This data underscores Autodesk's successful expansion beyond its traditional design tools into the broader construction and manufacturing lifecycle.
Autodesk didn't just grow its top line; it also improved its profitability. Income from operations jumped to $470 million from $346 million a year ago, boosting the company's operating margin from 22% to 25%. This indicates strong operational efficiency, as profits are growing faster than revenue. Net income for the quarter was a solid $343 million, or $1.60 per diluted share.
One of the most significant changes revealed in the filing is a shift in how Autodesk accounts for its sales channels. Direct revenue appeared to skyrocket by 85% to $1.23 billion, while indirect revenue fell 31%. This isn't due to a collapse in their reseller channel but rather a "new transaction model." Under this model, sales commissions to partners, previously deducted from revenue, are now being recorded as a marketing and sales expense. This accounting change inflates both direct revenue and operating expenses, a crucial detail for anyone comparing year-over-year figures.
Autodesk's latest quarterly report paints a picture of a company in a strong financial position. The successful pivot to a subscription model provides a reliable revenue foundation, while the AECO segment continues to be a powerful engine for growth.

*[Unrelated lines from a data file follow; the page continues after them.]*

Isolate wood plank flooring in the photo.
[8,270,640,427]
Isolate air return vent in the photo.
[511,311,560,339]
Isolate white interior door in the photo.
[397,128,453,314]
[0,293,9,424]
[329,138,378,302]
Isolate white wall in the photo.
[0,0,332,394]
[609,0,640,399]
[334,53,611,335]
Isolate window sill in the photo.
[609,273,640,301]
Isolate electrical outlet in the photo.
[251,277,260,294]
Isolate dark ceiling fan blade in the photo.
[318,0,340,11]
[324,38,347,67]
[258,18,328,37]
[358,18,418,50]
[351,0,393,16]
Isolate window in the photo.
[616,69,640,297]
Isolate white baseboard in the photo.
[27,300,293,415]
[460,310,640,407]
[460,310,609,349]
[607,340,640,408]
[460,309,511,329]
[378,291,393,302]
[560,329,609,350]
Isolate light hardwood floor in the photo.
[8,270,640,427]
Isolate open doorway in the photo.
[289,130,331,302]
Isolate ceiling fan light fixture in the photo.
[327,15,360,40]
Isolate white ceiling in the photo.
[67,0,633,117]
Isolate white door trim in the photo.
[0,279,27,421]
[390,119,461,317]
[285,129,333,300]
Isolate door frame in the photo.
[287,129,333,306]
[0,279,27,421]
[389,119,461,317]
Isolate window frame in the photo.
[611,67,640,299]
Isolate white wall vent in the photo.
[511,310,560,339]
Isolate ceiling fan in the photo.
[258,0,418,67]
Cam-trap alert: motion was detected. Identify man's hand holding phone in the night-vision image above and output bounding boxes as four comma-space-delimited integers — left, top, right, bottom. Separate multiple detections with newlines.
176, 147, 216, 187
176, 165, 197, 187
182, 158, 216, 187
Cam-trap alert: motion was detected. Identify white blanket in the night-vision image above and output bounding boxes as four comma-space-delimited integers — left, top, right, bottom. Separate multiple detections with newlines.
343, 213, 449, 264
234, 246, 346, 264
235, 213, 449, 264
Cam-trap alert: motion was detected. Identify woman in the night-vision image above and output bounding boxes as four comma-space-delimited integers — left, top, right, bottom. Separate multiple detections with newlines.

However, the company isn't without its challenges. The filing notes risks related to global economic conditions and the complexities of integrating Artificial Intelligence into its offerings. Furthermore, a securities class-action lawsuit was filed against the company in August 2025, adding a layer of legal uncertainty. As Autodesk continues to innovate and expand its platform, its ability to navigate these external pressures will be key to sustaining its impressive momentum.